Birleşmiş Milletler’de Bölünme

Çoğunluğunu Batılı ülkelerinin oluşturduğu onlarca ülke, Çin yönetimine ortak bir mektup göndererek Doğu Türkistan’daki toplama kamplarında zorla tutulan Uygurların derhal serbest bırakılması için çağrı yapmıştı.Bu çağrıya Rusya,Mısır,Bolivya,Sırbistan gibi ülkeler karşı çıkmış ve Çini savunmuştu.Zaman zaman Birlemiş Milletlerin Çinde Uygur Türklerine karşı yeterli desteği vermemesinden dolayı kamuoyundan tepkiler geldiği biliniyor.

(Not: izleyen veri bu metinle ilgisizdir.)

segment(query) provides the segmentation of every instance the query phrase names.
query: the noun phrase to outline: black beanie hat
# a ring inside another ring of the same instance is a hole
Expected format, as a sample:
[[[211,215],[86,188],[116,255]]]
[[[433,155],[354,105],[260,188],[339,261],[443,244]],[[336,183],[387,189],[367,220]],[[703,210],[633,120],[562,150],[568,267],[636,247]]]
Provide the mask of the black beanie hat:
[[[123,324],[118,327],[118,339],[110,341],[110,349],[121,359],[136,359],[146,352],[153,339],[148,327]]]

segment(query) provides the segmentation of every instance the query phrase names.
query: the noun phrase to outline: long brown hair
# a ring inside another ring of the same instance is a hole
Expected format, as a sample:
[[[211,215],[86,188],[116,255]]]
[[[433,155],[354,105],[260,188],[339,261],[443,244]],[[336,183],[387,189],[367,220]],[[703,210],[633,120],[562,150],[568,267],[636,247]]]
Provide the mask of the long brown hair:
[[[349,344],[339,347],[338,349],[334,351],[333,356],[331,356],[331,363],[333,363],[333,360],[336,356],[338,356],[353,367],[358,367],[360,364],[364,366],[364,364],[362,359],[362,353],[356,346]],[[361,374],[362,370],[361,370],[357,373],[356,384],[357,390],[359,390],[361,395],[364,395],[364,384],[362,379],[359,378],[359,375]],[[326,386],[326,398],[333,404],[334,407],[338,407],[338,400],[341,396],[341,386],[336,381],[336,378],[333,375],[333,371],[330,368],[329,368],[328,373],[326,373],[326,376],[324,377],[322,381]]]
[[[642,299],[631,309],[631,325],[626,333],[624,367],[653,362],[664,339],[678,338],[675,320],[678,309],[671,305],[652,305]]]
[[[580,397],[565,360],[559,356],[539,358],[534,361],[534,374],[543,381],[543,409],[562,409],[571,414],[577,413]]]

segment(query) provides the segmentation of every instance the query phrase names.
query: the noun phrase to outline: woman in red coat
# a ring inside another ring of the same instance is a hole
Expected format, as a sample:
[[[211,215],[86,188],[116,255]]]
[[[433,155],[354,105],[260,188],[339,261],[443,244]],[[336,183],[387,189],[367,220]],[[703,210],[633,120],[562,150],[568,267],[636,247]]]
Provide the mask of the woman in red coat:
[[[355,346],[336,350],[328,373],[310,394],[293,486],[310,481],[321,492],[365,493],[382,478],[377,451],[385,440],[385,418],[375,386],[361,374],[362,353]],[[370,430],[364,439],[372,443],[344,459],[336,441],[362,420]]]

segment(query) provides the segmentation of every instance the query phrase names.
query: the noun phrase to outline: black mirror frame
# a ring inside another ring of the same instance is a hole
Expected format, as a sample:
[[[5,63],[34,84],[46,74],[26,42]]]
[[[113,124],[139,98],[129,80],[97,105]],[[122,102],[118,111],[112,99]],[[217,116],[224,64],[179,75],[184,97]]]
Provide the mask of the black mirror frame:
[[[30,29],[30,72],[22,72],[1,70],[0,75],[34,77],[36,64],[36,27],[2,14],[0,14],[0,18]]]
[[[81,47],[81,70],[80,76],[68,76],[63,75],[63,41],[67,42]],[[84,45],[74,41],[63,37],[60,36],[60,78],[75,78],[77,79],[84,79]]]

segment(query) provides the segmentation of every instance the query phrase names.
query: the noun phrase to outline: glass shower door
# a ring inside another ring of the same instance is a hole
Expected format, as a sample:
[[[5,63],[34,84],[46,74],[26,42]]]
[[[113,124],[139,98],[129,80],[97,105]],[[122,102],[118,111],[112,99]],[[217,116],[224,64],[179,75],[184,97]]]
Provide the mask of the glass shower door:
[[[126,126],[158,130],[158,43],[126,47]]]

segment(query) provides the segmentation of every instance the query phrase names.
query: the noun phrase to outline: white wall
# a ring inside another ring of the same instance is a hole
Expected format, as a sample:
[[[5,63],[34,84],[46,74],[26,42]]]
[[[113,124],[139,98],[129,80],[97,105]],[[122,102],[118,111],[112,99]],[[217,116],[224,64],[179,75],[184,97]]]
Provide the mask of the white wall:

Birleşmiş Milletler (BM) İnsan Hakları Yüksek Komiseri Michelle Bachele Çin’in Sincan Uygur Özerk Bölgesi’ndeki Uygur Türklerine ve ülkedeki Müslümanlara yönelik toplama kampı uygulamaları hakkındaki bir soru üzerine de bölgeye uluşmak için Çin hükümeti nezdindeki girişimlerine devam ettiklerini dile getirdi.Bachelet, “Bize gelen endişe verici raporları kontrol edip doğrulayabilmek için bölgeye doğrudan erişim talebinde bulunduk.” diye konuştu.

Tepkiler giderek büyüyor

Yüzlerce Uygur Türk akademisyenin Çin yönetimi tarafından eziyet edilerek yok edildiklerini belirten Araştırmacı Michael Caster, bu adımların, Uygur Toplumuna yönelik etnik ve kültürel soykırımı olduğunu dile getirdi. Fransız Üniversitesi Ephe, Pen America,Scholars at Risk olmak üzere birçok uluslarası kurumda Çine tepkisini hem mektup kampanyası ile hemde kamuoyuna açıklamalar ile gösterdiler.

Çin’in dünyaya eğitim merkezi olarak lanse ettiği toplama kamplarında ABD Dışişleri Bakanlığı verilerine göre 3 milyon civarında Uygur Türkü zorla tutuluyor. Diasporadaki Uygurlar, asimilasyon ve kültürel soykırım olarak tanımladıkları toplama kamplarına götürülen kişilerin çocuklarının ellerinden alındığını ve bir daha göremediklerini belirtiyor. Binlerce Uygur çocuk, ailelerinden koparılmış durumda

İnsan Hakları İzleme Örgütünün raporunda, son iki yılda Sincan Uygur Bölgesi’nde çok sayıda kişinin “önleyici polisiye tedbir” adı altında haksız yere tutuklandığı ve bireylerin suçsuz yere yargisizca toplama kamplarına gönderildiği belirtilmişti.